“I never want to see another picture of ________.” Industry veterans share their pet peeves on themes in contemporary photography. In this series they present their “rule” along with five photographs that break the rule in an effort to show that great work is the exception to the rule.
Rule Setter: Jon Feinstein, Curator and Photographer, and Humble Arts Foundation Co-Founder
Rule Breaker: Ruben Natal San Miguel
I never want to see another nostalgic photo-homage to New York City’s disappearing past. These images are often ripe with hackneyed outsider tropes, and, despite their warm intentions, can read as overly idealized visual tourism. I grew up and spent my early adulthood in the city before moving to Seattle in 2013, and have seen plenty of New York City-based photographers retreat to their studios, shying away from this kind of material for fear of doing it to death. While Diane Arbus, Bruce Davidson, Jamel Shabazz, Nan Goldin, Harold Feinstein (of no personal relation!), Helen Levitt, Martha Cooper, Robert Herman and countless others have shot the city so well, few have been able to replicate with fresh or non-derivative eyes.

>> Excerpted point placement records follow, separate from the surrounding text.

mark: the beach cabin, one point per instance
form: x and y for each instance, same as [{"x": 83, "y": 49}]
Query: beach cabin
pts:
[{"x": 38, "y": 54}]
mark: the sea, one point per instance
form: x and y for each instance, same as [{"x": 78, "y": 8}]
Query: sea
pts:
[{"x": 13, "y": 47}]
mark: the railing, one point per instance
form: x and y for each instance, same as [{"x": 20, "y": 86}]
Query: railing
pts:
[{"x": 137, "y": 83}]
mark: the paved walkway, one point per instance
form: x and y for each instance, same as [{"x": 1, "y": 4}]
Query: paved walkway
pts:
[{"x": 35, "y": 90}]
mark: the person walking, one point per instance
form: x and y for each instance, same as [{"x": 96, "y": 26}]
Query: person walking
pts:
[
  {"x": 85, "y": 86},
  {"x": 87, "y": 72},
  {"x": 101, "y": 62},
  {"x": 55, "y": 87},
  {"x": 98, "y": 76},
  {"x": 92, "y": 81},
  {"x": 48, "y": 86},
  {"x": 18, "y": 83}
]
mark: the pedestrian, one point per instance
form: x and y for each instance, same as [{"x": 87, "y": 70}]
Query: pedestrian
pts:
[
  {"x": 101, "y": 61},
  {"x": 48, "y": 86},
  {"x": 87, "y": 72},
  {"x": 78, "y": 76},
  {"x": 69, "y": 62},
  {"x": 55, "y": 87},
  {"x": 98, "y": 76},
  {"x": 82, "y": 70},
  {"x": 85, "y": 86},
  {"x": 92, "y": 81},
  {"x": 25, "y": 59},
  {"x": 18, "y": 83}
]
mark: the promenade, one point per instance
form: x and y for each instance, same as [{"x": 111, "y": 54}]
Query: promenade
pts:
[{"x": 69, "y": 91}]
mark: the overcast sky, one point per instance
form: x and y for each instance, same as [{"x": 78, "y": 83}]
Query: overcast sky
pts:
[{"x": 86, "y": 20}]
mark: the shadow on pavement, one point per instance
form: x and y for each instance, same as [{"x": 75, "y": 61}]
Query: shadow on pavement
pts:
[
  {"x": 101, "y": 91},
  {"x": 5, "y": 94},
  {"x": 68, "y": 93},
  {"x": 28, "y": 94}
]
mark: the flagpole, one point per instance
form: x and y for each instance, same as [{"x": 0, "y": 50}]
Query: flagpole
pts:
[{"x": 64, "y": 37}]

Ruben Natal San Miguel’s pictures, however, break this tradition with thoughtful clarity. San Miguel, a 13-year Harlem resident and 9/11 survivor, has spent more than a decade photographing nearly every inch of New York City, intimately recording the culture that’s too rapidly replaced by big box stores and waterfront condos. Traversing Coney Island, East New York, The South Bronx, probably the most over-photographed location—Central Park, and nearly everywhere in between, San Miguel’s images may soon exist as a shrine to the communities who continue to get pushed further and further out. While his work brings to mind many of the aforementioned photographers, his sensitivity to his subject matter, ranging from drag culture to a man grieving his late wife in Central Park, bring an elegant, honest vision to the city’s many vanishing moments. San Miguel’s exhibition, Street Life: A New York City Vanishing Act is on view at SoHo Photo Gallery in Manhattan through October 3, 2015.